WSU Formula SAE Car Team is a Winner

Competes at Silverdome competition

After a year of relentless work building a racecar from scratch, the WSU Formula SAE team got a taste of Indy Racing May 19, coaxing its mini Indy style Car #19 through four days of grueling events at the Pontiac Silverdome.

The sprawling Silverdome parking lot was alive with the sound of highly tuned 600cc horsepower revving engines, the smell of 100 octane fuel, and the colors of 134 college racing teams from all over the globe for the 2004 Formula SAE competition. It featured a kilometer-long endurance event with head-to-head racing, an acceleration event, and a timed autocross event. Cars raced against the clock on courses designed to test acceleration, handling, and cornering abilities.

For the endurance event, up to six cars race through the twisting course at the same time, but competitors are allowed to pass one another only when the slower car is flagged into the passing area to let the gaining car through.

This was the first year of competition for the Wayne State team. Many schools return year after year with experience accumulated from the past. The Society of Automotive Engineers started the Mini-Indy in 1979. This was the precursor to the current Formula SAE, which began in 1981 and provides students with substantial latitude in engineering the chassis, suspension, and powertrain of their vehicle.

Both new and veteran school teams spend more time pushing their cars than driving them. The teams tinker for hours, tweaking and coaxing engines, often in haste to get them running for the next event. And although they are in competition against each other, teams constantly share spare parts and equipment. The public address announcer doubles as an on-air bulletin board, making requests for parts and tools ranging from screws to seat belts. Advice is also cheap and plentiful.
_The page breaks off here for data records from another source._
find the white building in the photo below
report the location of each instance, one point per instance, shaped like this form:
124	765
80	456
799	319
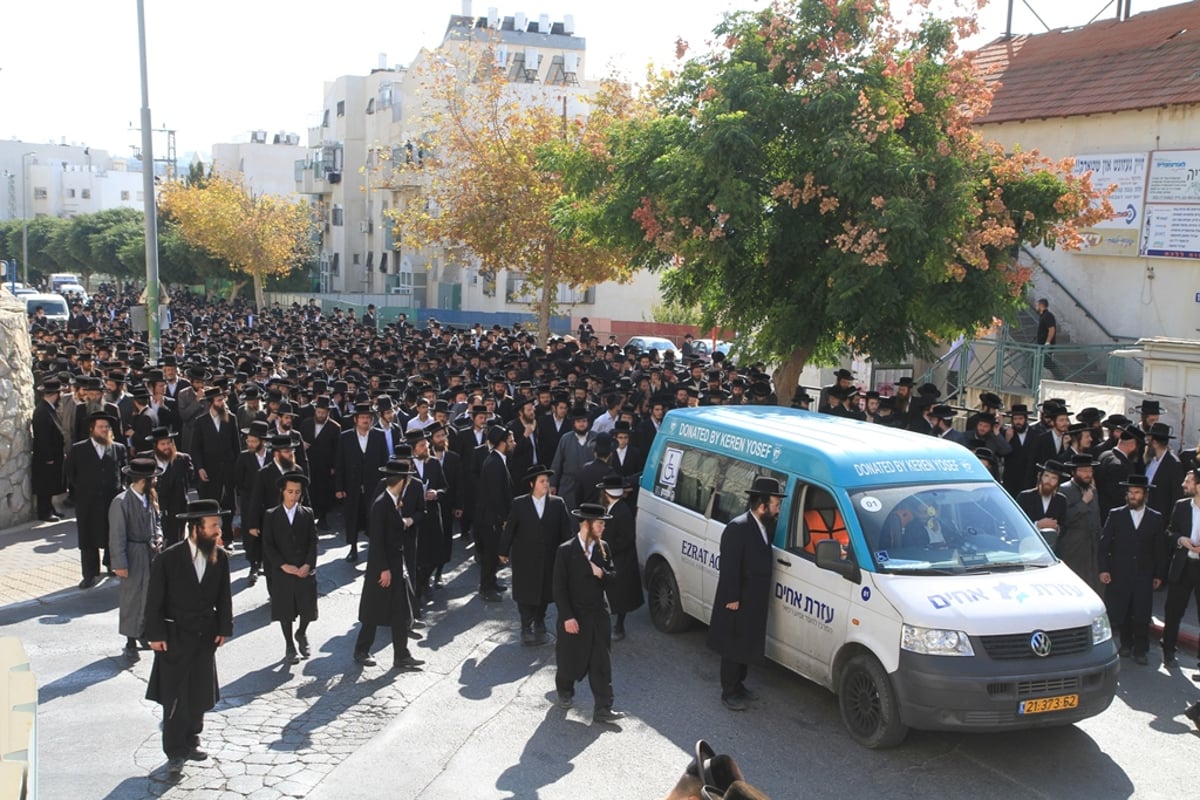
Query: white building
367	120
College teams may be fiercely competitive, but all engineering students share common interests and camaraderie.

Some members on the Wayne State team managed only a few hours sleep a night during the last few weeks before the competition, making final adjustments to the car. It is not uncommon for Formula SAE teams, especially those coming from overseas, to pull all-nighters, said Steve Yaeger, corporate communications and brand manager for SAE. "They were sleeping in trailers and on the ramps in the paddock area."

For the Wayne State team, the first performance event on Friday was Car #19's first road test in the car's final configuration. The team had replaced the snappy gold carbon fiber frame with the racing white one plastered with numerous sponsor decals. After a long frustrating morning struggling with an engine-starting problem, driver Jim Fudym was able to run #19 through a series of pre-tests and compete in the acceleration event. It barely made the next event - the brake-skid competition - before it closed.

"We're still working on the right idling speed," said Captain Dmitry Frankstein, a senior Electrical and Computer Engineering major. It turned out later that the engine started right up after expensive spark plugs were replaced with a set of cheap ones at the advice of another team.

On Friday afternoon, Driver Ryan Tait produced a good result for Wayne State in the autocross event despite water that remained on the course after a two-hour delay caused by a storm front passing through southeastern Michigan.

Despite a low score on paper - 96 out of 134 teams - the car impressed judges and onlookers. "A lot of people said this car does not look like a first-year car," said Michelle Grimm, associate dean of academic affairs and the team advisor. "It's more solidly built and more aesthetically pleasing than most first-year cars."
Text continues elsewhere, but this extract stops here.